Маше совсем не понравился этот внутренний диалог. Она вышла из машины, хлопнув дверью, затем дверью хлопнул подъезд. Гриша еле успевал за женой. Маша была не согласна со своим альтер эго. Несмотря на то, что жизнь стоит на месте, она сама менялась, причем каждые тридцать минут. Только что она целовалась и была почти счастлива, а теперь снова спад, и все плохо. Стоило только начать анализировать. «К черту самоанализ», – заключила она и вышла из лифта. Гриша проследовал за ней…
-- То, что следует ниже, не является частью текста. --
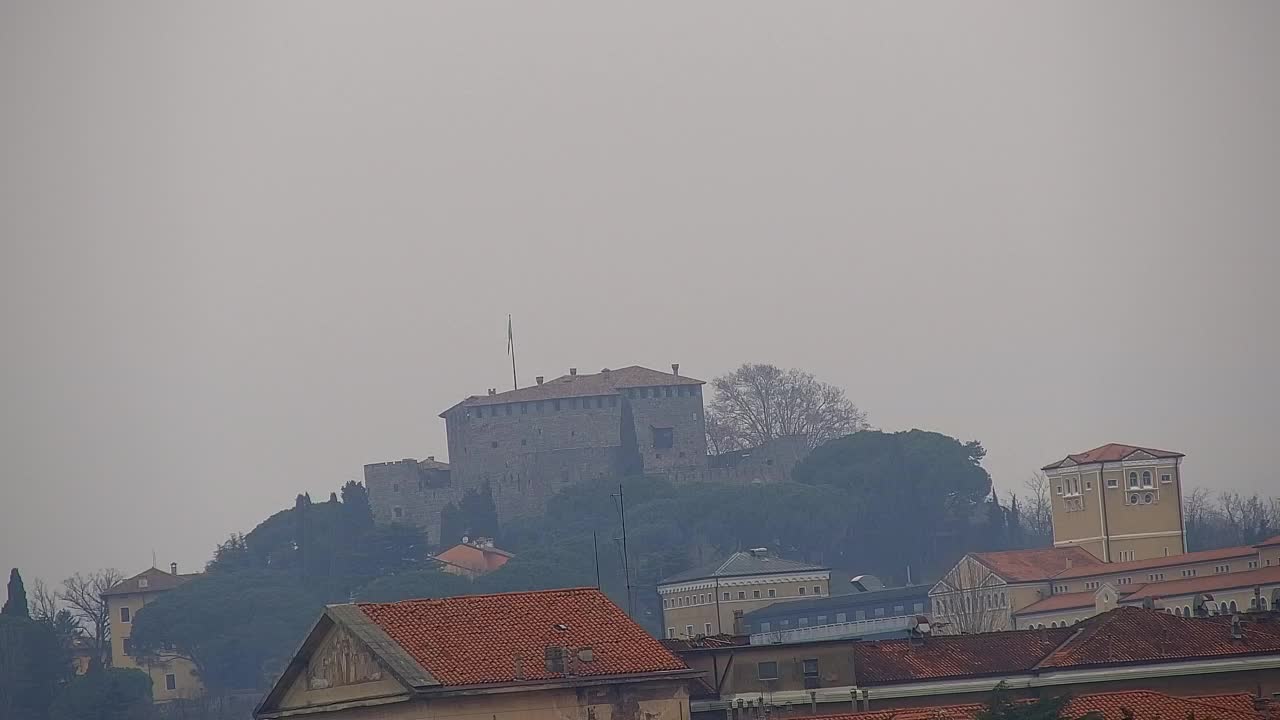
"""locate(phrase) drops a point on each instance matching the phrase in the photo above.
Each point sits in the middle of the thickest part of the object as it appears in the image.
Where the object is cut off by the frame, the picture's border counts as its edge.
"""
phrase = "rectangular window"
(663, 438)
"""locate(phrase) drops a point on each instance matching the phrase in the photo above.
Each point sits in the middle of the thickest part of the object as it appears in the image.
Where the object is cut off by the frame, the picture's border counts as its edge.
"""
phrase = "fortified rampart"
(530, 442)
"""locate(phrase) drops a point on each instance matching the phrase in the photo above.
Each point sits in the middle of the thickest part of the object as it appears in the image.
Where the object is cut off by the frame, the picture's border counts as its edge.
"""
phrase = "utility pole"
(626, 561)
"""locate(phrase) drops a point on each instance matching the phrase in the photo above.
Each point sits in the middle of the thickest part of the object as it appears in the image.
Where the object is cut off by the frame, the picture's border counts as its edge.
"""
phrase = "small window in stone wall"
(663, 438)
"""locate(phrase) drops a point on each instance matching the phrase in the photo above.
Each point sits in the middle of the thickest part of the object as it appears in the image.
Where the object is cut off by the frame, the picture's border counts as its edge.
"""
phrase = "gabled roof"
(1042, 564)
(1206, 583)
(1060, 601)
(1134, 636)
(606, 382)
(954, 656)
(156, 580)
(1143, 705)
(1110, 452)
(502, 638)
(1173, 560)
(744, 564)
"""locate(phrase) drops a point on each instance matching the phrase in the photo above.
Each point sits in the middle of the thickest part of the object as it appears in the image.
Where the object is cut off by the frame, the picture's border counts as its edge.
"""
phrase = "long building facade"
(524, 445)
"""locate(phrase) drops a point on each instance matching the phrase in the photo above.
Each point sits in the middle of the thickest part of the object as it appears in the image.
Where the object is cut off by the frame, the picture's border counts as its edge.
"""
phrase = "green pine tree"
(17, 602)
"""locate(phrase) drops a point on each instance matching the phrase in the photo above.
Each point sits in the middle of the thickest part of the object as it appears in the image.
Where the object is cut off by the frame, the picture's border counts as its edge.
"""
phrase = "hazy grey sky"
(250, 247)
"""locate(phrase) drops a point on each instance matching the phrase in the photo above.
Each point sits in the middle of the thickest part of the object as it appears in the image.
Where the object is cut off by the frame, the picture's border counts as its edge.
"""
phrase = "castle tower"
(1120, 502)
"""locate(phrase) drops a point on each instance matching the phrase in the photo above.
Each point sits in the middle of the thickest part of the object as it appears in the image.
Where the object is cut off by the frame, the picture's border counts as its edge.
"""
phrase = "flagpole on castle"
(511, 350)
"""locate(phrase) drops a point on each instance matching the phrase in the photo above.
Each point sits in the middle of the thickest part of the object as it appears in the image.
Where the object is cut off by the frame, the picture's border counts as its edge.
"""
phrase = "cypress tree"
(17, 602)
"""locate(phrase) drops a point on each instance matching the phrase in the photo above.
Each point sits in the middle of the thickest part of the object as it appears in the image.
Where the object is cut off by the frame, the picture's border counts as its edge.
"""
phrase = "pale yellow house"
(1118, 528)
(172, 679)
(1121, 502)
(707, 601)
(530, 656)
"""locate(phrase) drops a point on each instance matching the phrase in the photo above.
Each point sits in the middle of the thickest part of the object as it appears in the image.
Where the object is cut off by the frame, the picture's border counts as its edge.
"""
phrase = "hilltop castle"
(526, 443)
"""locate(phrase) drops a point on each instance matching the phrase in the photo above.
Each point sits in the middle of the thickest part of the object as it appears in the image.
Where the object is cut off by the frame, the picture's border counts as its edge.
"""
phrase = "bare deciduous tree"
(755, 404)
(82, 593)
(44, 601)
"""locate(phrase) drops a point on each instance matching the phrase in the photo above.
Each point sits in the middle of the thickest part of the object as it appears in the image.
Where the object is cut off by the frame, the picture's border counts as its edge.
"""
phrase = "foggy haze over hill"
(248, 249)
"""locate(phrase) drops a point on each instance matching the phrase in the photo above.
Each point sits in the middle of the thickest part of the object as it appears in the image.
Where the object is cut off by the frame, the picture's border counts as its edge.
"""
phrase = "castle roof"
(606, 382)
(1110, 452)
(743, 564)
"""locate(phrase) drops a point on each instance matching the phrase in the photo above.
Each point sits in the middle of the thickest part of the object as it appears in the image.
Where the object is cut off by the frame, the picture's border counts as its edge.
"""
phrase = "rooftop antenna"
(511, 350)
(626, 565)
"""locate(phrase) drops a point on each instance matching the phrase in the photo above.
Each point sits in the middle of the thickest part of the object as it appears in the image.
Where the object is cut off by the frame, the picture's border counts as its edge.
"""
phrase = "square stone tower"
(1120, 502)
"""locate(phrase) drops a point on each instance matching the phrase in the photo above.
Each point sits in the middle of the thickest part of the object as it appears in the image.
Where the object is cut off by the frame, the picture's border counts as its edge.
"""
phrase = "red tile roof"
(1022, 565)
(1132, 634)
(1184, 559)
(1207, 583)
(1143, 705)
(1110, 452)
(1060, 601)
(947, 656)
(483, 639)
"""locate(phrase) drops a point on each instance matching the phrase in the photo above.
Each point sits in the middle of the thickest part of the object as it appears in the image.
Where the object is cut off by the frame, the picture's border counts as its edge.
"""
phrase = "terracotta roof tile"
(1184, 559)
(483, 639)
(1022, 565)
(1144, 705)
(946, 656)
(1060, 601)
(1132, 634)
(1207, 583)
(1110, 452)
(583, 386)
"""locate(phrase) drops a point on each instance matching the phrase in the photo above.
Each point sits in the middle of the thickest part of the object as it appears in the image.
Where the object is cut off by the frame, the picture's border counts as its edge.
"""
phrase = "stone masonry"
(528, 443)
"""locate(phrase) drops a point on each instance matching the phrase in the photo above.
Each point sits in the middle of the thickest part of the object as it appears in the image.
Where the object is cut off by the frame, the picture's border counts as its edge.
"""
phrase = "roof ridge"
(411, 600)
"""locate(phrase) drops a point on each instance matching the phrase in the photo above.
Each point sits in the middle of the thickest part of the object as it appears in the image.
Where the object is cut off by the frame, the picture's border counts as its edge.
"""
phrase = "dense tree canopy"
(238, 629)
(105, 695)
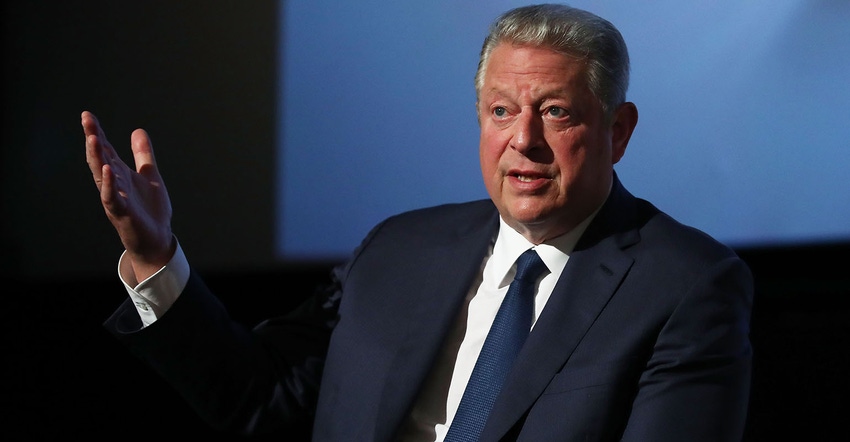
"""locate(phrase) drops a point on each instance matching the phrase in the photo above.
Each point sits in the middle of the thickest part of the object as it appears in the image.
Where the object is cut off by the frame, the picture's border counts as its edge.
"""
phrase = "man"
(639, 329)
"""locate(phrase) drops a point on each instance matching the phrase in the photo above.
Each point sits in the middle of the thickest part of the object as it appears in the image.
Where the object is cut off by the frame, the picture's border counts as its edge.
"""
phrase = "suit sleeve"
(696, 384)
(240, 380)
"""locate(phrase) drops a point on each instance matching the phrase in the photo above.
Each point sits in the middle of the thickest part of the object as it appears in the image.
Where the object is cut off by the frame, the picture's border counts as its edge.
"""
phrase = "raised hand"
(136, 201)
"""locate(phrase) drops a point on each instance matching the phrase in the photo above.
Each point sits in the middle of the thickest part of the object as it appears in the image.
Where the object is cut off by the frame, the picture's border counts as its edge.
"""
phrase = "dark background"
(200, 77)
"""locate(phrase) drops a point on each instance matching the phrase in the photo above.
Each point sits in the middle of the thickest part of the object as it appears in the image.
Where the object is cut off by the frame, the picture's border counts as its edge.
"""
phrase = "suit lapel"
(595, 269)
(435, 299)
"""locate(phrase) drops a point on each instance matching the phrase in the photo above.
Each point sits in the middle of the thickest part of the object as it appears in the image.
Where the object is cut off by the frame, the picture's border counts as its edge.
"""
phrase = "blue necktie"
(505, 339)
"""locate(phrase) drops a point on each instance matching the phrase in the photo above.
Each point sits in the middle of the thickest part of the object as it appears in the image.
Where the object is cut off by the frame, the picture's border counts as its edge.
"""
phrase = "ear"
(623, 123)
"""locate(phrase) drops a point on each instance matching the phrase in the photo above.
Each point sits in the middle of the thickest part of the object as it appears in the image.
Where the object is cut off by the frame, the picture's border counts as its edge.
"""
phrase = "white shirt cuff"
(155, 295)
– Прицепы мне не нужны. Однако я точное знаю, что буду спотыкаться о воспоминания, как ломовая лошадь. С утра до вечера.

– Не будешь.

– Буду! Черт, – чертыхнулась она, споткнувшись в темноте коридора. Стаканчик с кофе вылетел из ее рук. Я растекся по паркету. – Включи уже наконец-то свет в квартире. Что это? Зачем здесь это полено.

– Это заготовка.

– Какая еще заготовка.

– Женщину хочу вырезать.

– Какую женщину?

– Тебя.

– Отлично, хочешь полено – я тебе устрою. Лесоруб хренов.

Лео и Серж

Я понятия не имел, что такое синдром отложенной жизни, пока мне не объяснили взрослые парни за соседним столом. Сати все так же ласково играл на пианино, упрямо пытаясь перевести их серьезный разговор в легкомысленную беседу. Как я понял, один из них был режиссером, его звали Лео, другой хотел стать писателем – просто Серж.

– Синдром отложенной жизни заключается в том, что если жизнь дерьмо, то можно ее и отложить.

– Я думаю, что прежде лучше отложить дела, а не жизнь, – улыбнулся режиссер сквозь серую бородку.

– Ты знаешь, я в детстве хотел стать актером. Нет-нет, актером я не стал. Хорошо, что эти игры не были азартными, иначе вряд ли бы я дотянул до этого дня, меня грохнули бы где-нибудь в глухом районе за карточный долг, в лучшем случае это случилось бы на лестнице в казино, я даже представил, как яркие огоньки рампы блещут в моих глазах под музыку уходящей жизни. Глаза застилает поволока вечности, и темная струйка крови из моей груди образует рядом большое теплое пятно, до тех пор, пока какая-нибудь откровенно одетая цыпочка не поскользнется на моей липкой крови и не завопит на все Монте-Карло. Ставки были сделаны, но ни одна из них не сыграла. Я тихо-мирно закончил филфак и был занудным профессором литературы до тех самых пор, пока мой доктор мне не сказал: тебе осталось всего год в лучшем случае.

Этот выстрел был похлеще того, что я себе представлял. Я только выплатил ипотеку, жена только начала меня любить, дети только избавились от памперсов и начали расти духовно, они пошли в школу, во двор, в люди, в общем, я только начал жить – и на тебе.

– Ты серьезно? Я бы очень хотел, чтобы это была шутка, пусть и самая дурацкая в жизни.

– Это не шутка.

– По тебе и не скажешь.

– Я бы тоже не хотел говорить об этом. Но дети. Как они будут без меня. Я не хочу ни там, ни здесь когда-нибудь услышать: «Где ты был, сука?» У тебя же есть дети?

– Есть один от первого брака. Остался с матерью.

– Тогда будь готов к такому вопросу от своих детей, если ты их рано бросил, если ты ими не занимался, но главное, если ты их не любил. В общем, я, как всегда, издалека. Я должен их обеспечить. Детей. Ты ведь знаешь, у меня ни хрена нет, кроме жены и ипотеки. Так что я решил написать книгу им в наследство, чтобы она постоянно переиздавалась.

– Ты меня озадачил, дружище. Не могу поверить.

– Что я смогу ее написать? Не волнуйся, я сам ее напишу.

– Я волнуюсь не об этом. Ты… ты же… ты сам по себе бестселлер, блокбастер, ты мой друг! Ты понимаешь? Я не хочу, чтобы вот так все закончилось, – показались слезы на его глазах. Они посмотрели вниз: «Вау, какая красота. Давай вниз, кто быстрее. На счет три».